I read a terrific article by Stephanie Vozza in Fast Company this week. The article focuses on the notion of asking great questions. She argues that the best leaders ask good questions so as to enhance their learning and engage more effectively in meetings. Toward the end of her article, Vozza highlights a particular technique proposed by Hal Gregersen of the MIT Leadership Center. He proposes that teams should employ "question-storming" sessions from time to time, particularly when they have reached an impasse on a tough issue. Vozza explains:
Have your team generate at least 50 questions about the problem.
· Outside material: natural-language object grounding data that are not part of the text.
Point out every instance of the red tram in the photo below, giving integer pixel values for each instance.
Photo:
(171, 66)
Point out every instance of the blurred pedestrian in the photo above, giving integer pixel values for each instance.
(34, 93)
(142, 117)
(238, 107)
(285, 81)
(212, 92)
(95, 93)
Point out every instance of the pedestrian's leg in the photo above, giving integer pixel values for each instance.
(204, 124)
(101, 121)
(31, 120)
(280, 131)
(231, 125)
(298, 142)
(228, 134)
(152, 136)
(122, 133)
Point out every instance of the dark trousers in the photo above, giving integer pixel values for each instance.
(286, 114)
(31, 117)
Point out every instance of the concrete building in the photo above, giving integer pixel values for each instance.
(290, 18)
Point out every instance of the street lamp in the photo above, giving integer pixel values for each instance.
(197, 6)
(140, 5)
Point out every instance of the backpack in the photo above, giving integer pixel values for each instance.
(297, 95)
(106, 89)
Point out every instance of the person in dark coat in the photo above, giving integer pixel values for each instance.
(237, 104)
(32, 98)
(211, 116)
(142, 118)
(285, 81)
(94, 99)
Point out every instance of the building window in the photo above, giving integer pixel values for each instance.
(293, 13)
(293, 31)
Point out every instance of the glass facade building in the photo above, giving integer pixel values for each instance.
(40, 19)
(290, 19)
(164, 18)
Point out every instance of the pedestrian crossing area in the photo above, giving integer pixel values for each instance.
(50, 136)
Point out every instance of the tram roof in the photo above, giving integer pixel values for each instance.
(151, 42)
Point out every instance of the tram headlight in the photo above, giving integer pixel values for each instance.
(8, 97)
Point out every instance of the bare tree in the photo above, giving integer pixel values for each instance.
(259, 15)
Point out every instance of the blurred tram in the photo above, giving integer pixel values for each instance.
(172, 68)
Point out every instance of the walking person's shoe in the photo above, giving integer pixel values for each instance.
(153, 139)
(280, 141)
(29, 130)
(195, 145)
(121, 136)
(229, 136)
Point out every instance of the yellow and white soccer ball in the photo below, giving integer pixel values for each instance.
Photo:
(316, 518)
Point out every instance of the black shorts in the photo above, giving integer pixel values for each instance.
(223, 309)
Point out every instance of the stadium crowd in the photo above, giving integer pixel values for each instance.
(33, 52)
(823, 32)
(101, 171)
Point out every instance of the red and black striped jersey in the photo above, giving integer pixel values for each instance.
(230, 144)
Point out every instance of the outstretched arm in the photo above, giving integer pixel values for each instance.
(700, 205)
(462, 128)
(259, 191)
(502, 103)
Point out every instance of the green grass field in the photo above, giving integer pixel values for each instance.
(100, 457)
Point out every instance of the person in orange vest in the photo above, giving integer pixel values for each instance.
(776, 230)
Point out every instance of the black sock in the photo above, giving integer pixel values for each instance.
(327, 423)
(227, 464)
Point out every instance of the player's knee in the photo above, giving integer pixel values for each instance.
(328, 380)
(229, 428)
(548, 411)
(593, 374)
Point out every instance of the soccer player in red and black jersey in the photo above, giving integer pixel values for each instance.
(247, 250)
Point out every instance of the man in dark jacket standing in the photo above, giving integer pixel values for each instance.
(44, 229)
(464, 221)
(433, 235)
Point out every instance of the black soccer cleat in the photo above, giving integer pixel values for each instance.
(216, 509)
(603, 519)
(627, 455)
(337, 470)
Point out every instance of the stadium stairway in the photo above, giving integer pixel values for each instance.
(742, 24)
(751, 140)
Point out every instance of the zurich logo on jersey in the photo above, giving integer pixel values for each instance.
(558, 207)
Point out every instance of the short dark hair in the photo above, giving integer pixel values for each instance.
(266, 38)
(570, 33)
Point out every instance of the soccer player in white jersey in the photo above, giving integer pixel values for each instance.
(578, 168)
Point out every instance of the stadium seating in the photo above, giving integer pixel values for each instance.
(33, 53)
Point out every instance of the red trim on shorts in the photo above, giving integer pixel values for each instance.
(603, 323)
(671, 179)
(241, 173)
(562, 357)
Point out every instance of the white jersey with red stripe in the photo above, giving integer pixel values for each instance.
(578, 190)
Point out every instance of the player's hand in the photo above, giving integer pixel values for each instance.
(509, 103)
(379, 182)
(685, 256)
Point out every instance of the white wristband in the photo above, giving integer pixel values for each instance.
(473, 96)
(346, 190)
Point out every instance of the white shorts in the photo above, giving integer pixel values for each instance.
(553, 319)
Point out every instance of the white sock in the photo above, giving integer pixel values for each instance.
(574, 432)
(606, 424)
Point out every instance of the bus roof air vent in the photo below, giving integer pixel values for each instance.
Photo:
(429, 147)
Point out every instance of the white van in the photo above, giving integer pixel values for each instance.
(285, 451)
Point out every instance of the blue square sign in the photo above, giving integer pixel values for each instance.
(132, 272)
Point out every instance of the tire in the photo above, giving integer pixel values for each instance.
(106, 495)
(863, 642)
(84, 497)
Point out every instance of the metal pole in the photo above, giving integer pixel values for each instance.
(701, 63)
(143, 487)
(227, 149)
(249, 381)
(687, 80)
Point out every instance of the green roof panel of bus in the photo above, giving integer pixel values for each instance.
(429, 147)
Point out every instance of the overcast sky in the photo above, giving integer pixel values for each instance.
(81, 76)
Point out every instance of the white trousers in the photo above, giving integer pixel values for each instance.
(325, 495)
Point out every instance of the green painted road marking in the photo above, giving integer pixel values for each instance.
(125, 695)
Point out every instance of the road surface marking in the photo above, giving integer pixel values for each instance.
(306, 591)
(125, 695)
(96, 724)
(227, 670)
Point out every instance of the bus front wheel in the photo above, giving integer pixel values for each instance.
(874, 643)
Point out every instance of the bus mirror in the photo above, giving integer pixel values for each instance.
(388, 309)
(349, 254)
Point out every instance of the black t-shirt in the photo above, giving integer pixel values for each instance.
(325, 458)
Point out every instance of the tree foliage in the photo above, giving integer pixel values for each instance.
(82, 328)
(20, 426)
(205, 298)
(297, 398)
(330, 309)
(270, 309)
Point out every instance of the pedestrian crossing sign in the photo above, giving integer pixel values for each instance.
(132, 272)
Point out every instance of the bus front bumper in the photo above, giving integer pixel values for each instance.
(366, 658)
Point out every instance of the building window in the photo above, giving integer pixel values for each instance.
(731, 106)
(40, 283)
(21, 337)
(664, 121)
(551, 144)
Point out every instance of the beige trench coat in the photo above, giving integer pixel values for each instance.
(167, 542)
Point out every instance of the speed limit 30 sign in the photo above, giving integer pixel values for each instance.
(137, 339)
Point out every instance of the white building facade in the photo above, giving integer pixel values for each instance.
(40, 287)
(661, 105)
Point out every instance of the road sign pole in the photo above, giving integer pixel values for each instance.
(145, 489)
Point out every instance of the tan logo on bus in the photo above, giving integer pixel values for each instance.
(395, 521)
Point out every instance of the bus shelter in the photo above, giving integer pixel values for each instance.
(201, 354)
At about question 25, Gregersen says it will stall. "I have watched this a hundred times around the world," he says. "People say: 'I don't have any more questions, I am stuck.' Keep going, because it's that pass forward that can sometimes give you some of the greatest questions." Question storming a long series of questions gets you closer to the right questions that will give you the right answer, says Gregersen. "And that's where question storming complements traditional brainstorming," he says.
I like the notion. In fact, I think question-storming might be useful at the front end of some challenging problem-solving processes, rather than simply as a tool for when a team is deadlocked. Generating a list of thoughtful questions can insure that a team looks at a problem from multiple frames, and it can help inform the research that needs to be done to generate key insights about an issue.